Eastman Kodak Co may be kicked off the New York Stock Exchange if it cannot boost its share price over the next six months, the latest blow to the once iconic photography company that was once a blue chip stock.
The company, whose shares fell more than 80 percent in 2011, received a warning from the New York Stock Exchange notifying it its average closing price was below $1.00 for 30 straight days.
Its shares, which hovered in the $90 range in 1997, closed at 76 cents per share on Tuesday. Kodak was a member of the Dow Jones Industrial Average from 1930 until 2004.
Kodak warned in the statement it may not be able to meet the New York Stock Exchange's listing requirements "given the liquidity challenges confronting the company and the recent market experience with our listed securities."
In order to stay on the exchange, Kodak has six months to have a closing share price of at least $1.00 on the last trading day of any calendar month and have an average closing price of at least $1.00 over the 30 trading-days prior to that.

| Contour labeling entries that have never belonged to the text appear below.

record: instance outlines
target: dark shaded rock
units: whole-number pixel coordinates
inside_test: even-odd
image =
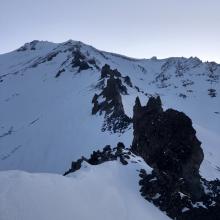
[[[132,151],[153,168],[140,171],[141,195],[172,219],[220,219],[220,181],[199,175],[201,143],[183,112],[163,111],[159,97],[134,106]]]
[[[118,160],[123,165],[127,165],[128,161],[130,159],[129,155],[131,154],[130,150],[125,149],[125,146],[123,143],[119,142],[117,144],[117,147],[111,148],[110,145],[106,145],[102,151],[97,150],[93,151],[93,153],[90,155],[90,158],[82,157],[78,159],[77,161],[73,161],[71,164],[71,168],[65,172],[63,175],[66,176],[70,173],[73,173],[77,170],[79,170],[82,166],[83,161],[86,161],[87,163],[91,165],[99,165],[102,163],[105,163],[107,161],[114,161]]]
[[[133,87],[132,82],[131,82],[131,79],[130,79],[129,76],[125,76],[125,77],[124,77],[124,82],[125,82],[128,86]]]
[[[124,132],[131,123],[131,119],[125,114],[121,95],[127,95],[127,88],[123,85],[121,73],[110,69],[105,64],[101,70],[99,89],[101,93],[95,94],[92,103],[92,114],[105,114],[102,131]],[[106,85],[104,83],[106,80]]]
[[[61,73],[63,73],[63,72],[65,72],[65,69],[59,70],[59,71],[57,72],[55,78],[58,78],[58,77],[61,75]]]
[[[199,167],[204,155],[191,119],[173,109],[163,111],[159,97],[151,97],[144,107],[137,98],[133,127],[133,152],[172,181],[183,178],[186,190],[201,196]]]

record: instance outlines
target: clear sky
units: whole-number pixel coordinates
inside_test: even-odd
[[[0,54],[35,39],[220,63],[220,0],[0,0]]]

A Kodak spokesman said he had no further comment on Tuesday beyond the statement.
The photography giant, which had $862 million in cash at the end of September, down from $1.4 billion a year earlier, warned in November it might not survive 2012 if it cannot find $500 million in new debt or sell patents.
In late December, the company announced the resignation of three directors, including two representatives of private equity firm KKR & Co and a professor from the University of California, leading some industry experts to speculate a Chapter 11 filing was imminent.